Cupramontana beherrscht die Castelli di Jesi und wird als die Hauptstadt des Verdicchio bezeichnet. Seit 1570 wird jeden Montagmorgen ein vielbesuchter Markt abgehalten. Seit 1928 Sitz des eindrucksvollsten Weinfests in der Region.
Höhe 505 m.
Geschichte
Antike Piceno Stadt, die mit größter Wahrscheinlichkeit
auf das fünfte/sechste Jahrhundert v. chr. zurückreicht.

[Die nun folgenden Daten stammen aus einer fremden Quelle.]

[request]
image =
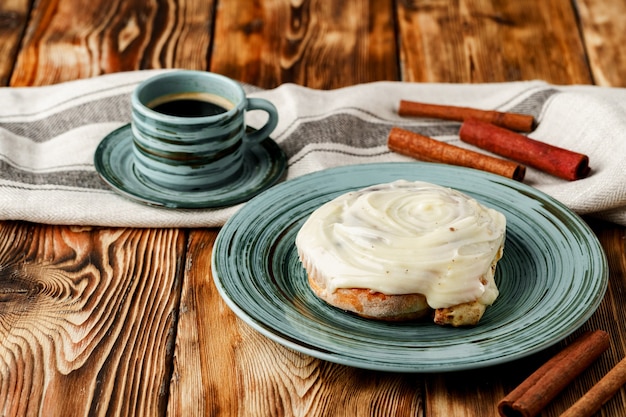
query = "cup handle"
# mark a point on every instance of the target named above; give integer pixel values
(270, 125)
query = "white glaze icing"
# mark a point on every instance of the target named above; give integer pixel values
(406, 238)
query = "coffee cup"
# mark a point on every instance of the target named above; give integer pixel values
(189, 130)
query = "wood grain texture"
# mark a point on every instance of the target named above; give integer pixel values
(605, 36)
(87, 319)
(72, 39)
(240, 372)
(320, 44)
(13, 17)
(490, 41)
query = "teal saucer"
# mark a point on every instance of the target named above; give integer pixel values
(264, 164)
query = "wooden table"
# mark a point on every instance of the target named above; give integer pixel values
(128, 322)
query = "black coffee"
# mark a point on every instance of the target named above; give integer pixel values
(186, 107)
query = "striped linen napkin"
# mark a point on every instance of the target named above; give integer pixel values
(48, 136)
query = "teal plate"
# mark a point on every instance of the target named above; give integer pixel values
(552, 277)
(264, 165)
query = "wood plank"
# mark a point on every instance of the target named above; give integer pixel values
(314, 43)
(13, 18)
(87, 319)
(604, 33)
(225, 367)
(72, 39)
(491, 41)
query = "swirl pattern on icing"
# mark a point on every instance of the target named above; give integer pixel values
(406, 238)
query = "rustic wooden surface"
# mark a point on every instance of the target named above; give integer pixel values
(100, 321)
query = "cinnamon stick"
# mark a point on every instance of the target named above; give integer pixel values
(532, 395)
(513, 121)
(557, 161)
(600, 393)
(430, 150)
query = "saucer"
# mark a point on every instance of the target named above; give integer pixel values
(264, 164)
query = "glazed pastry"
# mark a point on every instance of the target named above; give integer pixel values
(404, 250)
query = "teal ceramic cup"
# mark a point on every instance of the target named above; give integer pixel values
(189, 130)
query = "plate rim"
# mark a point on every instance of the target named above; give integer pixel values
(122, 137)
(335, 357)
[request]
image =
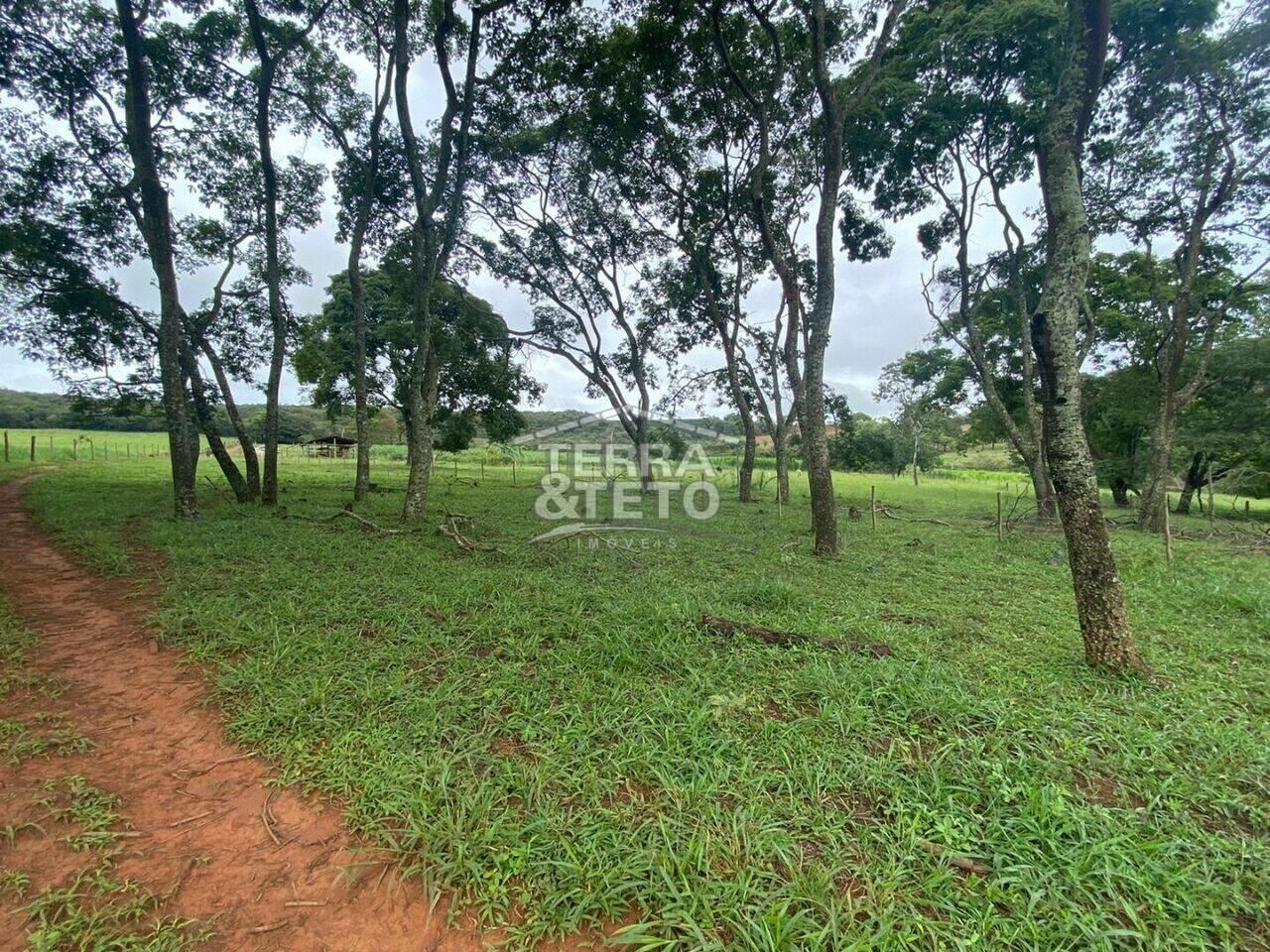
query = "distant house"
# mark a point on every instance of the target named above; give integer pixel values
(329, 445)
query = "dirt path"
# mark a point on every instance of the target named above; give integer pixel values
(195, 801)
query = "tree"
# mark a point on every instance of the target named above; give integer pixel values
(781, 66)
(926, 385)
(273, 41)
(439, 177)
(479, 385)
(571, 239)
(1067, 113)
(1184, 166)
(114, 84)
(357, 128)
(952, 132)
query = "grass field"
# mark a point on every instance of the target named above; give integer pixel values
(545, 731)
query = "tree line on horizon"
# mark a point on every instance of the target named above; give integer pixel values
(638, 169)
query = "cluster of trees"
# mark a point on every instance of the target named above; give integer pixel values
(639, 171)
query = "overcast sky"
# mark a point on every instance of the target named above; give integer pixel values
(878, 309)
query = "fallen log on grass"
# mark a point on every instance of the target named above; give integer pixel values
(725, 627)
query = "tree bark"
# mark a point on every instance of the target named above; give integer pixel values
(272, 263)
(1193, 483)
(250, 463)
(1098, 594)
(155, 223)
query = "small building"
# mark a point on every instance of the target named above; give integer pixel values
(330, 445)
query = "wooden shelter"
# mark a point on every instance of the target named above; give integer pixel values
(329, 445)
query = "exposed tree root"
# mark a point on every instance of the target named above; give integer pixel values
(786, 639)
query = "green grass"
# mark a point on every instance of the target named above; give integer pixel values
(91, 810)
(99, 911)
(544, 733)
(94, 909)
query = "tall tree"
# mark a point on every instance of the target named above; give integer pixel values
(1069, 111)
(439, 176)
(116, 82)
(783, 63)
(926, 385)
(357, 127)
(568, 235)
(479, 382)
(952, 132)
(1184, 167)
(276, 32)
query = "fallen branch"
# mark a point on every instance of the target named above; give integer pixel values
(186, 774)
(449, 530)
(786, 639)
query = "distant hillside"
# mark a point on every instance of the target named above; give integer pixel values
(23, 411)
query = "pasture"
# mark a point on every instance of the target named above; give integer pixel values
(549, 738)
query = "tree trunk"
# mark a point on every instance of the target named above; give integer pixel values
(746, 471)
(781, 444)
(1193, 483)
(1120, 493)
(362, 481)
(250, 463)
(207, 420)
(420, 454)
(155, 225)
(1151, 513)
(425, 376)
(1098, 594)
(272, 264)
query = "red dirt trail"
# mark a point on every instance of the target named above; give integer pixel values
(195, 801)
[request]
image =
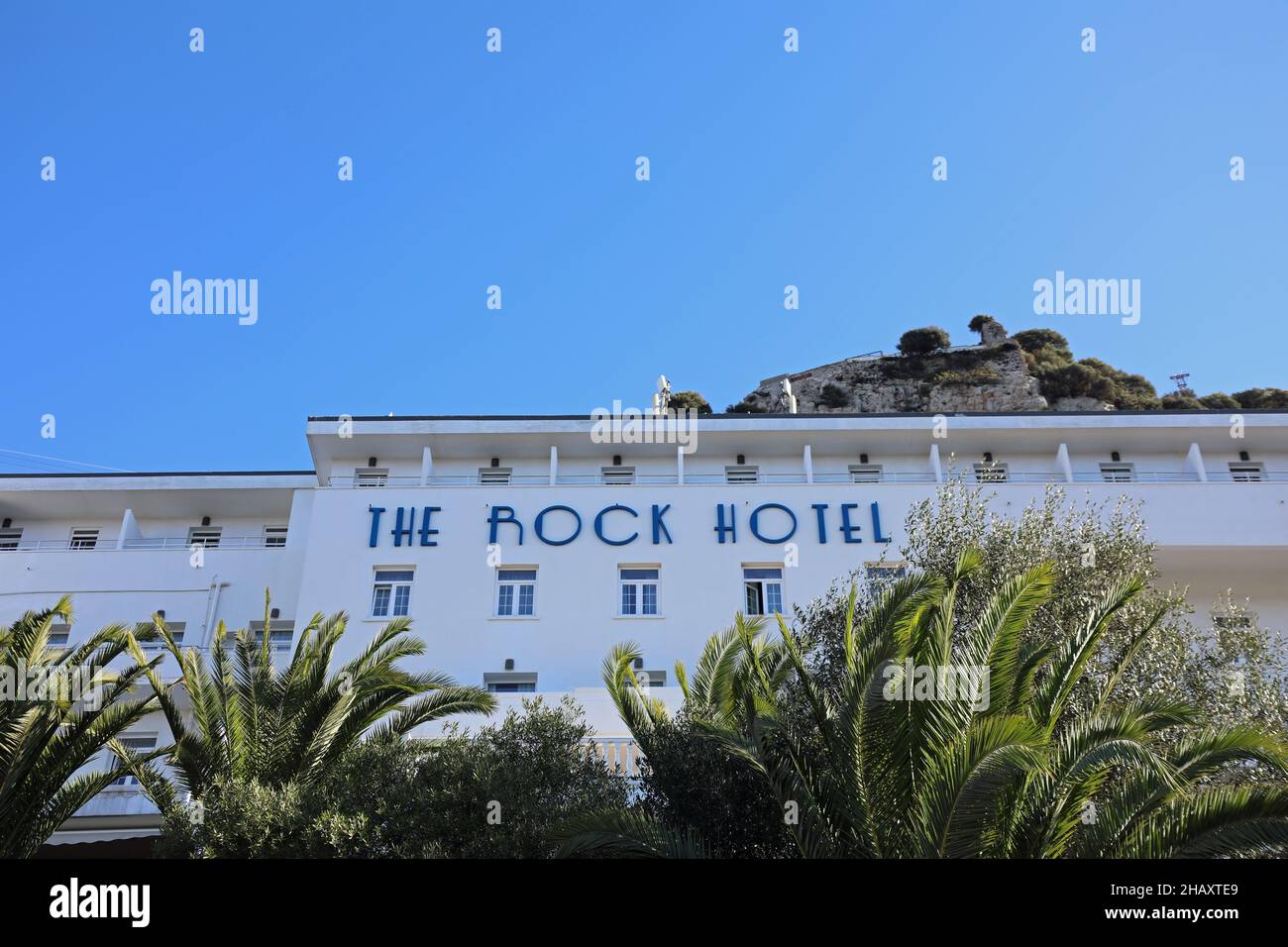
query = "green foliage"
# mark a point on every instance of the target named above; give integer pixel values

Der Name stammt von der hier praktizierten Tradition von Cupra
, Göttin der Fruchbarkeit. Blühende römische
Gemeinde, die aufgrund der barbarischen Invasionen zugrunde
ging. War Gebiet der Longobarden, im Herzogtum von
Camerino/Spoleto. Schon einige Jahrhunderte vor dem Jahr
Tausend wurde der am höchsten gelegene Teil des Hügels
stark besiedelt, mit folgendem Bau des Schlosses mit Namen Massaccio
("massa" = Gut des Accio). Im Dreizehnten
Jahrhundert war es historischen Ereignissen nach Teil der ländlichen
Umgebung von Jesi.
Im Sechszehnten Jahrhundert Zentrum der Fraticelli Sekte und
im 17./18. Jh. lebhaftes Kulturzentrum. Im Jahre 1798 hielt
es eisernen Widerstand gegen die Franzosen und 1861 wurde
der Alte Name Cupra Montana wieder eingeführt.
Sehenswürdigkeiten
InternationalesMuseum der Etiketten
- Befindet sich im Palazzo Leoni aus dem 18. Jh. und wurde
1987 eröffnet. Es kann sich einer Kollektion von über
60.000 Weinetiketten rühmen, die in drei Sparten unterteilt
wird: Historisch, mit den ältesten Etiketten, sowohl von
Verdiccchio Weinen als auch anderer Weine; Künstlerisch,
mit hunderten von Entwürfen bekannter italienischer und
ausländischer Künstler, die mit Wein zu tun haben; Zeitgenössisch,
mit ungefähr 2000 Etiketten, die periodisch je nach
besonderer Thematik ausgestellt werden.
Archäologisches Gebiet: Am Rathaus können
die Spuren der römischen Thermen bewundert werden und in
via Bovia die Überreste eines Aquädukts aus der Klassik.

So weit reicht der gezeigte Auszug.